There is much discussion of the longer-term benefits of 5G technology, such as automated cars, smart manufacturing, and sensors connecting myriad objects, Hu said. But "we should focus more on the short-term [and] what we can do with 5G immediately," he said, noting that the new Huawei handset with its big, HD screen, coupled with the lower latency and higher speed of 5G, will bring a step-change in consumer experience.
Yes, but who will provide the services? Can the telcos develop credible services that consumers want, or will they be left talking up the throughput of their networks while slick start-ups with no legacy business and no shareholders offer the sexy stuff.
Vodafone this week claimed the world’s first holographic call over 5G, highlighting the applications of the technology for the sporting world, for example. But you have to admit, it’s the technology that’s sexy, not the business model, particularly if you’re not the provider of the remote coaching and training service it could facilitate.
And let’s not overlook the fact that the telcos have standardisation efforts, spectrum acquisition and other irritatingly important issues to contend with before we get to 5G.

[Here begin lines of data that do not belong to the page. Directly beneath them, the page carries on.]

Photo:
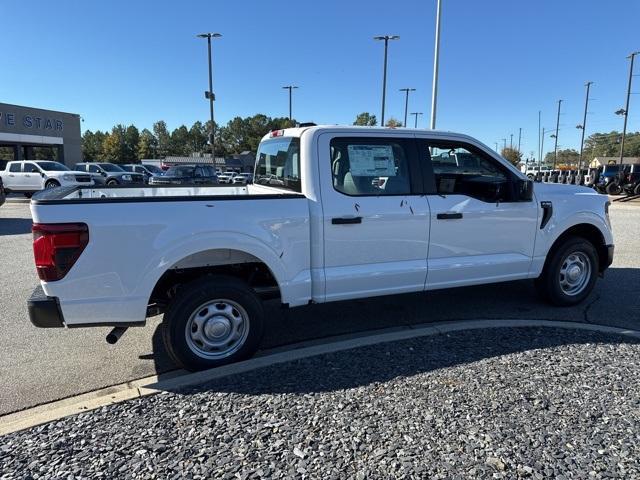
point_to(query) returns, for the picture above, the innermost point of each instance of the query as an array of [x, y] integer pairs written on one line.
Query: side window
[[368, 167], [31, 168], [464, 170]]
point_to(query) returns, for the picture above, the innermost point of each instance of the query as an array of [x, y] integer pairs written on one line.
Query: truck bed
[[142, 193]]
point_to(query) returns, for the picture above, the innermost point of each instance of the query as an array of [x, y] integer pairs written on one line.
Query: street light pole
[[209, 94], [555, 148], [436, 58], [386, 39], [626, 108], [406, 102], [290, 88], [415, 114], [583, 127]]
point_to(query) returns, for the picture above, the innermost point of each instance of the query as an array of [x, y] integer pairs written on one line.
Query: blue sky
[[501, 61]]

Austria this week pledged not to bleed operators dry in its forthcoming 5G spectrum sale, scheduled for February 2019. Regulator the RTR has split the available spectrum regionally, to give local players a chance to use it for fixed broadband services over mobile. Despite efforts from Huawei and others to put 5G smartphones into consumers’ hands, fixed wireless services could well be the first wave of 5G offerings on the market.
The one area in which telcos are seeing some traction is the Internet of Things, and that is of course intrinsically linked to 5G. Vodafone, which launched its ‘V’ branded consumer IoT business just under a year ago, reported €747 million in IoT revenues in the most recent financial year to end-March.
"There’s an opportunity to move out of just pure connectivity and into the service layer," Read said, echoing a message that is being pushed out by all of Europe’s major network operators. However, analysts remain sceptical on their ability to capture a significant chunk of revenue over and above connectivity.
That isn’t stopping them from trying though. For example, Deutsche Telekom this week announced a partnership with UN-backed United Smart Cities, with a view to co-developing future IoT offerings.
So, can telcos capture the service opportunity presented by 5G? Well, if I knew the answer to that I would be on my yacht in Tahiti rather than sitting at my desk on a Friday morning. But I do know one thing: if they allow history to repeat itself as 5G rolls out, a decade from now they will still be chasing customer volumes and fending off competition from lower-cost rivals.